Richtanlagen
Die Hersteller von Karosserierichtanlagen haben mit vielen guten Ideen und Produkten auf die Herausforderungen durch neue Werkstoffe im Automobilbau und die Kostensituation reagiert, wie die Marktübersicht zeigt.
Während der vergangenen Jahre haben sich die Anforderungen an Pkw-Richtanlagen aufgrund neuer Karosserie-Materialien und moderner Fahrzeugtechnik grundlegend geändert. Hochfeste Stähle, Aluminium und sogar Kunststoffe haben die bis dahin üblichen Stahlbleche in vielen Bereichen der Fahrzeugstruktur ersetzt. Auch umfangreiche Technik, wie zum Beispiel Aufpralldämpfer, Airbag, Xenonscheinwerfer und aufwändige Lackierungen spielen heute bei der Kalkulation eines Unfallschadens eine zunehmend wichtigere Rolle, die es bei der Instandsetzung von Karosserien zu berücksichtigen gilt.

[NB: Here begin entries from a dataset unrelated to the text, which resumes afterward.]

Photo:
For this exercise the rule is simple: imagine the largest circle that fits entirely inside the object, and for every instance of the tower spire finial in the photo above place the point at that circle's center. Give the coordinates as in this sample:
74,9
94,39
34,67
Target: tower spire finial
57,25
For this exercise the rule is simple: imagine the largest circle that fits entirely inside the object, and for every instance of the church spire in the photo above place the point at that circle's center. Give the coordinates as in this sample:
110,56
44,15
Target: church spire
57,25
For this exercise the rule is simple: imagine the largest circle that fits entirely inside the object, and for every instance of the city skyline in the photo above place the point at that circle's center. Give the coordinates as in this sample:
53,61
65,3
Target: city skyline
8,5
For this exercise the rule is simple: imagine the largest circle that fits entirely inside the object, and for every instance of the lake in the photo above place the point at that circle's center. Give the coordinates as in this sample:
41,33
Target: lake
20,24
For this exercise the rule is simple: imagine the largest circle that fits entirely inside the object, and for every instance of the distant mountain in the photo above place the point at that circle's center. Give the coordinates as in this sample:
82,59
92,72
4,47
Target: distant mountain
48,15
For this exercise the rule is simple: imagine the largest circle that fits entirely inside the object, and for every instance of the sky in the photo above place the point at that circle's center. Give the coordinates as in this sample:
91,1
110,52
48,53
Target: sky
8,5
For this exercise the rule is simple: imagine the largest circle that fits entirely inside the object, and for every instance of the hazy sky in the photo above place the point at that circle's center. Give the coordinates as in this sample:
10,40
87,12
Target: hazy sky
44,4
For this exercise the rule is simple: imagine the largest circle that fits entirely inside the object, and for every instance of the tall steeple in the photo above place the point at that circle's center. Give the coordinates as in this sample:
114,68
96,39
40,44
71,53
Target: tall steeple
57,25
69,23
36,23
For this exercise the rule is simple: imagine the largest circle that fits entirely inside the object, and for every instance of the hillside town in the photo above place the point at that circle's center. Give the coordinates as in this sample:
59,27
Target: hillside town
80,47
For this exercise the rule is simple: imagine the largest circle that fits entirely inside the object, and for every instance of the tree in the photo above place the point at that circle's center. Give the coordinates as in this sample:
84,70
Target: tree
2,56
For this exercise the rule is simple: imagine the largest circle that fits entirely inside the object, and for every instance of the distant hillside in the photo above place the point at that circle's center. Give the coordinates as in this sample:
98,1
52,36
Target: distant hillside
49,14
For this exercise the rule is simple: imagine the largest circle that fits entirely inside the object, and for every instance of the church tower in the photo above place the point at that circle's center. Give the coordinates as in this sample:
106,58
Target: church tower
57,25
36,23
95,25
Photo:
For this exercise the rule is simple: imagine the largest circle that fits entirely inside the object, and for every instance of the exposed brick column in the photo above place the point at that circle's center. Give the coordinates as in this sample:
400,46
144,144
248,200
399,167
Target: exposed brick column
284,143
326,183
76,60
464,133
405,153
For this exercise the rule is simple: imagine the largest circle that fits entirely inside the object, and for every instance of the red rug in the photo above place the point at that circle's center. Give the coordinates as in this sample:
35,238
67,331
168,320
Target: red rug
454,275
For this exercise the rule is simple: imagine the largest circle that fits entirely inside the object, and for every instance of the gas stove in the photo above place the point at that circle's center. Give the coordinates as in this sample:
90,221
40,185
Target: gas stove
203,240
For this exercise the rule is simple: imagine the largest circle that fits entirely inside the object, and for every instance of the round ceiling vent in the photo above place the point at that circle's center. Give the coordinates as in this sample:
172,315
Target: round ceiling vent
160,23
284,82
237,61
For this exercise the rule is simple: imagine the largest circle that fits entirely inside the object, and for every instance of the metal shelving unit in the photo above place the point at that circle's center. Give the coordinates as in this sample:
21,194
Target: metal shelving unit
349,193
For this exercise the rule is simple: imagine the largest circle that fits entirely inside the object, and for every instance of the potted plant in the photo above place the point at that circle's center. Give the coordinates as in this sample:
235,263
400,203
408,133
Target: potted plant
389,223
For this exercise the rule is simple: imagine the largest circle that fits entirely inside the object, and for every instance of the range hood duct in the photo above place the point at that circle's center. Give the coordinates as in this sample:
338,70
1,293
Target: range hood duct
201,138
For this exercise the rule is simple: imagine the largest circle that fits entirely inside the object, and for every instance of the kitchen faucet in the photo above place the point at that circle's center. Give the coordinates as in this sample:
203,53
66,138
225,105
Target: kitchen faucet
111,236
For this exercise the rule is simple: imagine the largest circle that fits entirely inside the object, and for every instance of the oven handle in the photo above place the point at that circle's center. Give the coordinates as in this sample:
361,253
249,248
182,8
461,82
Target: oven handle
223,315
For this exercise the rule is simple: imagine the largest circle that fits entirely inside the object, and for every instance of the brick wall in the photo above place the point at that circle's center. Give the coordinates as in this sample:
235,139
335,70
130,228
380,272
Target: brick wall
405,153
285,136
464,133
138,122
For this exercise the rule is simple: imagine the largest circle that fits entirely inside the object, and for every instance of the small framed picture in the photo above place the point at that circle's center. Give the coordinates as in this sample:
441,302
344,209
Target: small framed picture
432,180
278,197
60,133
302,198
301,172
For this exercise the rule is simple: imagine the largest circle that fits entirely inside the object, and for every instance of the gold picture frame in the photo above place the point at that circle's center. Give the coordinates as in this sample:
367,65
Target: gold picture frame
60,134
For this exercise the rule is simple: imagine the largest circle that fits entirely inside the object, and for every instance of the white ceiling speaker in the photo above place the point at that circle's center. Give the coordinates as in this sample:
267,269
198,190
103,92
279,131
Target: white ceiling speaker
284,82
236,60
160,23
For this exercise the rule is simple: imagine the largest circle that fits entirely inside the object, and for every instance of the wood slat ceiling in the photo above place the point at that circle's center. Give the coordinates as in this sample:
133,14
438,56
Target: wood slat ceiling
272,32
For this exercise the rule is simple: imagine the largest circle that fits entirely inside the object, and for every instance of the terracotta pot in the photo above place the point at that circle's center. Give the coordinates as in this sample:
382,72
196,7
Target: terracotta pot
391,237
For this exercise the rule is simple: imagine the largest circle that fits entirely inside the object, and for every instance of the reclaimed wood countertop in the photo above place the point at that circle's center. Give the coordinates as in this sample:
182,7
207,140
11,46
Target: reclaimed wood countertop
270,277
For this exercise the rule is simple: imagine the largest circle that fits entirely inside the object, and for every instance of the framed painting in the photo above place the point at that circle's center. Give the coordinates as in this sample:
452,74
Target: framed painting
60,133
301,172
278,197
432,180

Pkw-Richtanlagen mit elektronischen Messsystemen sind daher bei der Ermittlung von Schadensumfängen bei der Eingangsdiagnose heute kaum mehr wegzudenken. Mit ihnen kann bereits im Vorfeld festgestellt werden, ob es sich um einen Richtschaden handelt, oder ob nur defekte Teile der Karosseriehaut getauscht werden müssen. Bedenkt man zudem, dass für Messen und Richten durchschnittlich Arbeitszeiten von vier bis fünf Stunden von Fahrzeugherstellern und Versicherungen kalkuliert werden, darf das Messen und Instandsetzen auf der Richtanlage nicht durch lange Rüstzeiten oder durch komplizierte Messvorgänge verzögert werden. Hinzu kommt, dass das Fahrzeug in der Regel während der gesamten Reparatur auf der Richtanlage verbleibt. Vermessungssysteme, Verankerungen und die Plattform zur Aufnahme des Fahrzeugs dürfen daher den Arbeitsprozess in keiner Weise behindern. Alle Hersteller bieten daher heute so genannte Heberichtanlagen an, die mit einer Hebebühne kombiniert sind, so dass die Arbeitshöhe variabel ist. Vor allem Scherenhebebühnen mit Punkt-, Rad- oder Fahrbahnaufnahmen (Blackhawk, Carbench, Car-O-Liner; Celette, Carbench) aber auch Parallelogramm-Hebebühnen (Chief) kommen hier zum Einsatz. Sie bieten genügend Platz für ein Messsystem und die nötigen Zugtürme, für das Ausrichten des verschobenen Karosseriebereichs auf sein Originalmaß. Auch für anschließende Reparaturen kann das Fahrzeug meist auf der Heberichtanlage belassen werden, ohne dass das Richt- oder Messsystem zwingend abgebaut werden muss, da genügend Raum für fortführende Instandsetzungsarbeiten, auch von der Unterseite des Fahrzeugs, vorhanden ist.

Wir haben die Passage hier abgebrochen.